(Reuters) - A sharply divided U.S. Supreme Court on Monday made it harder for workers to sue their employers over alleged harassment and retaliation in the workplace.
In two identical 5-4 votes, the court’s conservative majority ruled against a black Ball State University catering assistant who claimed she was harassed on the basis of race, and a University of Texas doctor of Middle Eastern descent who claimed he lost his job in retaliation for complaining of bias.
Both decisions prompted harsh criticism from liberal Justice Ruth Bader Ginsburg, who took the unusual step of reading for eight minutes from the bench from her dissents. She accused the majority of having “corralled” Title VII of the Civil Rights Act of 1964, and called on Congress to undo the damage.
That part of the law prohibits employment discrimination based on race, color, religion, sex and national origin.
“The decisions don’t reflect realities of the workplace,” said Michael Foreman, a Pennsylvania State University law professor who submitted briefs on behalf of the complaining workers. “They effectively don’t protect the right to complain.”
Monday’s decisions add to a growing list from the court in this and recent terms favoring businesses, including cases involving class-action lawsuits.
“These are good decisions for employers and the economy generally,” said Anthony Oncidi, a Proskauer Rose law firm partner in Los Angeles specializing in employment law. “This will help smoke out claims where employees cannot show that but for the alleged illegal actions, they would not have suffered.”
In the Ball State case, Maetta Vance, the black employee, had sued over the alleged taunts and threats of physical harm by a white woman she considered to be her supervisor at the university in Muncie, Indiana.
Vance said Ball State eventually retaliated by making her a “glorified salad girl” who cut vegetables and washed fruit.
While the Supreme Court in 1998 said Title VII let harassment victims hold employers responsible for supervisors’ improper conduct, it had never defined what a supervisor was.
Writing for the court majority, Justice Samuel Alito adopted a narrower definition of a supervisor than Vance proposed, and upheld a 2011 ruling by the 7th U.S. Circuit Court of Appeals.
He said an employer could be liable “only when the employer has empowered that employee to take tangible employment actions against the victim, i.e., to effect a ‘significant change in employment status, such as hiring, firing, failing to promote, reassignment with significantly different responsibilities, or a decision causing a significant change in benefits.'”
The court rejected Vance’s argument that a supervisor was anyone with day-to-day oversight of an employee’s activities, and what Alito called the U.S. Equal Employment Opportunity Commission’s “nebulous” guidance to link supervisory status to the exercise of significant oversight over such work.
‘REDUCES THE INCENTIVES’
“It reduces the incentives for employers to police harassment,” said Carolyn Shapiro, a professor at the IIT Chicago-Kent College of Law and director of its Supreme Court institute.
Daniel Ortiz, a lawyer for Vance, was not immediately available for comment.
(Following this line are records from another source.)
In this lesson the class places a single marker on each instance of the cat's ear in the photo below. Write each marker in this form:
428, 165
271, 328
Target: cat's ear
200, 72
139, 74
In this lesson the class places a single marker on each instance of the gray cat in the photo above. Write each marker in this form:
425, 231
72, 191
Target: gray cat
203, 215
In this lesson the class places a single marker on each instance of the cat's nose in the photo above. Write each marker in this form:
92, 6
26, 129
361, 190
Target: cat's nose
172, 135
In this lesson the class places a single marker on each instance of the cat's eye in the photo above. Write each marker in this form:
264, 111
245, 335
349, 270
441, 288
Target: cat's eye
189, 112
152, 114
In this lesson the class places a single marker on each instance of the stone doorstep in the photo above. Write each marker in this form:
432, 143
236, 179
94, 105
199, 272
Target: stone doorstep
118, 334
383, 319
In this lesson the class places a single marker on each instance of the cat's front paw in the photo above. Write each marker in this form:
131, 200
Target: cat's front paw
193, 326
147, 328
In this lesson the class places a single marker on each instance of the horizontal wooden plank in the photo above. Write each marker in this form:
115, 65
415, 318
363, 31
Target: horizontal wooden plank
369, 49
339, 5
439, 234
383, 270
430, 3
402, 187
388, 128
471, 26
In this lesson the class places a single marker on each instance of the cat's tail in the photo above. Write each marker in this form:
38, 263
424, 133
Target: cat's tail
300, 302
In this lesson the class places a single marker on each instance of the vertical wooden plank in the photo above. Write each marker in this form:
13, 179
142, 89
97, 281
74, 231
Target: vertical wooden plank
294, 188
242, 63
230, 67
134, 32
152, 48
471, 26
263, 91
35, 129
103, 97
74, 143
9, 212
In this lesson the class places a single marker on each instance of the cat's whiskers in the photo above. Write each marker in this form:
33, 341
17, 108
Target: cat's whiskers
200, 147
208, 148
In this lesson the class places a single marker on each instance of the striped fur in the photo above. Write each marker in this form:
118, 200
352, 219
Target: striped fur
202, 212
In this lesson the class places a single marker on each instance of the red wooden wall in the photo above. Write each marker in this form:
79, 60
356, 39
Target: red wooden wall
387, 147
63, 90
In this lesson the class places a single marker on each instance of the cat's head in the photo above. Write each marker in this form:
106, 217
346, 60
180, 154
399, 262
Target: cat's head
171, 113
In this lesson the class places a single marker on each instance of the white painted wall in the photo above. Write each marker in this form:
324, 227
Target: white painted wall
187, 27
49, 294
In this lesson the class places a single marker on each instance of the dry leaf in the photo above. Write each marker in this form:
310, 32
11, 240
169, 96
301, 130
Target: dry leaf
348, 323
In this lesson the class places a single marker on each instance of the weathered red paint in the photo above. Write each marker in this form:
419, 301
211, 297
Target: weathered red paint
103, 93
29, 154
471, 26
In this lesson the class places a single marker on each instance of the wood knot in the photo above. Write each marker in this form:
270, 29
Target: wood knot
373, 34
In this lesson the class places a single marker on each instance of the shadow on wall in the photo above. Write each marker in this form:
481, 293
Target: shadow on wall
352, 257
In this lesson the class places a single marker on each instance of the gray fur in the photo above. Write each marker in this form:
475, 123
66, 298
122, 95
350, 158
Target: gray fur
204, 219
Ball State had no immediate comment.
In the Texas case, Naiel Nassar had been employed on the university faculty and as a physician at an affiliated hospital.
He resigned his teaching post amid alleged harassment by a supervisor including comments such as “Middle Easterners are lazy.” Nassar said the hospital later withdrew a job offer in retaliation for his having complained about the harassment.
In letting the retaliation claim go forward, the 5th U.S. Circuit Court of Appeals in 2012 said Nassar need only show that retaliation was a motivating factor for the adverse job action.
The Supreme Court set a higher bar. In an opinion by Justice Anthony Kennedy, it said Title VII plaintiffs must show that “but for” having enforced their rights, retaliation would not have happened. He sent the case back to the 5th Circuit.
Brian Lauten, a lawyer for Nassar, said that “we’re obviously disappointed” but expressed confidence in prevailing at a second trial. Tom Kelley, a spokesman for Texas Attorney General Greg Abbott, declined to comment.
Both majorities included Alito, Kennedy, Chief Justice John Roberts, and Justices Antonin Scalia and Clarence Thomas.
Justices Stephen Breyer, Sonia Sotomayor and Elena Kagan joined Ginsburg’s dissents.
Ginsburg said the majority in the Vance case “relieves scores of employers of responsibility for the behavior of the supervisors they employ,” and in the Nassar case “appears driven by a zeal to reduce the number of retaliation claims filed against employers.”
Both decisions “should prompt yet another Civil Rights Restoration Act,” she said.
Ginsburg had also dissented from the bench in a 2007 case that applied a 180-day limit to claims under Title VII for pay discrimination. Congress reversed that decision in 2009 by passing the Lilly Ledbetter Fair Pay Act, signed into law by President Barack Obama.
The cases are Vance v. Ball State University, U.S. Supreme Court. No. 11-556; and University of Texas Southwestern Medical Center v. Nassar, No. 12-484.